Prácticamente todas de estas viviendas distan bastante de considerarse «viviendas dignas», un concepto que refiere a una vivienda que puede dar resolución a las necesidades básicas de una familia y de un ser humano. Además de que muchas de estas nunca terminan de construirse debido a la falta de ingresos de quienes las llevan a cabo, carecen de elementos básicos necesarios para una casa como instalaciones de servicios, iluminación natural, privacidad, y sobre todo, espacio vital para una habitabilidad correcta. Estas viviendas se han ido levantando de a poco a poco por los mismos habitantes, en un proceso lento y tortuoso, sin ningún permiso gubernamental y sin ninguna asesoría constructiva, solo guiados por la necesidad de tener un hogar.
La autoconstrucción, la marginación y la pobreza casi siempre están a las orillas, porque los más ricos tienden a quedarse con los centros de las ciudades. Al estar en una ubicación central, accesible a cientos de servicios de salud, comercio, trabajo y entretenimiento, los barrios más céntricos tienden a adquirir un valor más alto y un interés grande por inversionistas y empresarios. Así, estos comienzan a atraer a gente de clase media y alta que pueden pagar la compra o la renta de estas propiedades, a pesar de que antiguamente el barrio haya podido ser de bajos recursos. Mientras que la población de «menor posición social» que vivía antiguamente ahí, tiene que irse a un lugar más accesible económicamente, aunque se encuentre lejos, aislado y sin muchos servicios para sus necesidades.
Dos ciudades distintas
En general, estamos acostumbrados a este sistema social y esta manera de existir de las ciudades, tanto que nunca nos cuestionamos porqué nuestros trabajos, escuelas y servicios están tan centralizados. Solo hay pocas excepciones como lo es Estados Unidos, donde la población de mayores ingresos (comúnmente de etnia blanca) vive en los suburbios de las ciudades con casas enormes y jardines de gran extensión, mientras que los centros de la ciudad, descuidados y olvidados, son ocupados por las clases más bajas que tienden a ser minorías afroamericanas y latinas.

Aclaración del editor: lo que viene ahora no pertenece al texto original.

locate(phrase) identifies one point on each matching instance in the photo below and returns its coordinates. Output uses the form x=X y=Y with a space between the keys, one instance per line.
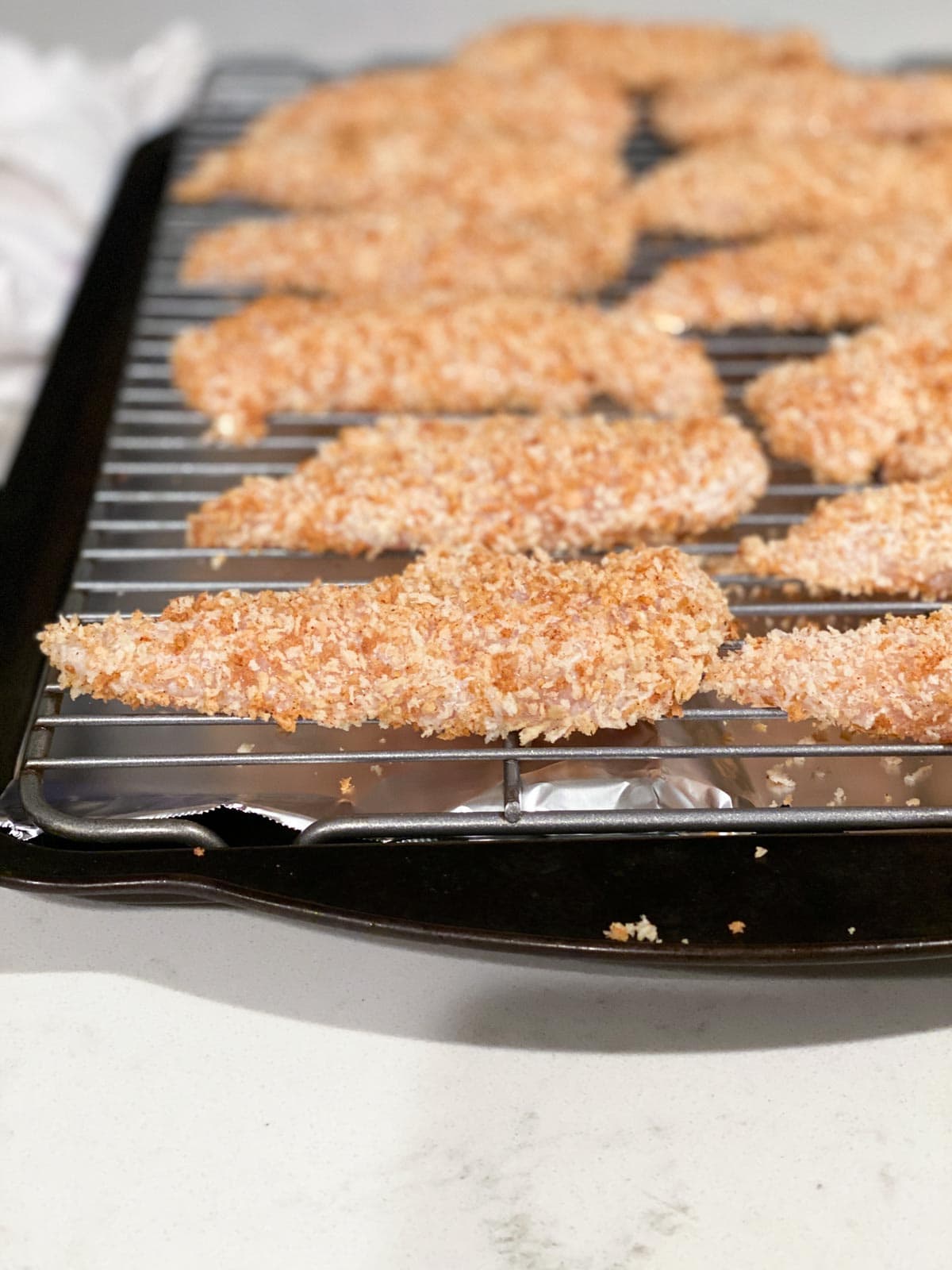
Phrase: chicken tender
x=638 y=56
x=511 y=483
x=469 y=356
x=806 y=281
x=346 y=169
x=425 y=247
x=754 y=186
x=881 y=399
x=892 y=540
x=805 y=102
x=583 y=110
x=889 y=679
x=461 y=643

Pero peor aún, estamos más acostumbrados a vivir en lo que parecería «dos ciudades en una sola», donde cada una funciona de manera aislada pero no independiente. La poca planeación urbana que se ha llevado a cabo en muchas ciudades latinoamericanas, así como la arquitectura más icónica, se han hecho por un largo tiempo en favor de la clase media y la clase alta. Mientras tanto, los que no pueden pagar un automóvil privado para transitar por las enormes y calurosas autopistas; o los que no pueden pagar una casa con espacio de sobra y todos los servicios disponibles, tienen que existir en un espacio diferente. Ambas ciudades se dividen por muros, muros de ladrillo, muros naturales, muros viales y hasta muros inexistentes que le hacen saber al que vive más abajo que ese espacio no es suyo, y nunca lo será.